Devore shook the man's hand. "That was a swell piece, but I never thought I'd be arrested by the author."

"Well — er — I assure you I would have preferred not to be a party to your arrest, but they sent me along to identify the contraband plants."

Jacobson said: "If you'll show me where Mr. Converse and Mr. Vanderhoff are, I'll run you down to the Federal Building in my car, and you'll be out on bail in a few minutes."

"What will they do to Mr. Converse and the others?" asked Mary Converse.

"Probably just a fine," said Jacobson.

"Oh," said Mary Converse in a disappointed tone.

The deputy marshal continued: "It partly depends on whether they're co-operative witnesses in the prosecution of Grant Oakley, who sold them the seeds. He's the one we'll really throw the book at. He's under arrest now."

"My brother in jail!" cried Mrs. Hort, but nobody heeded her.

Devore asked: "I suppose the Department of Agriculture will send a truck around to gather up our Venerian plants?"

Bing's mild eyes blinked behind their spectacles. "That's right. It's bad enough to bring in an exotic plant from some place on earth when its properties aren't fully known, and a hundred times more risky to bring in one from another planet. You never know what might happen. It — uh — might spread all over, like the prickly-pear cactus in Australia. Or it might have a disease that would get loose and wipe out the wheat crop."

"Oh," said Devore. "I hadn't thought of that."

"Come on, Breck," said Jacobson. "Show me the Vanderhoff house."
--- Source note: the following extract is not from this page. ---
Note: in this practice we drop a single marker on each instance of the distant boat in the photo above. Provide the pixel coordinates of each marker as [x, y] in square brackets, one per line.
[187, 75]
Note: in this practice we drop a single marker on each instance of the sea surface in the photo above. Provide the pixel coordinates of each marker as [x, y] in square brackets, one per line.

A guest named Dietz, who had had several martinis too many, muttered: "Don't worry, you beautiful plant, we won't let these guys take you away from us."

H. Breckenridge Bing did not seem to hear. He continued: "Now this Amphorius, for instance, has a strange property. I suppose you know that the biochemistry of the higher Venerian organisms turned out to be almost the same as that of terrestrial vertebrates?"

Devore nodded vigorously; the other hearers in more tentative fashion.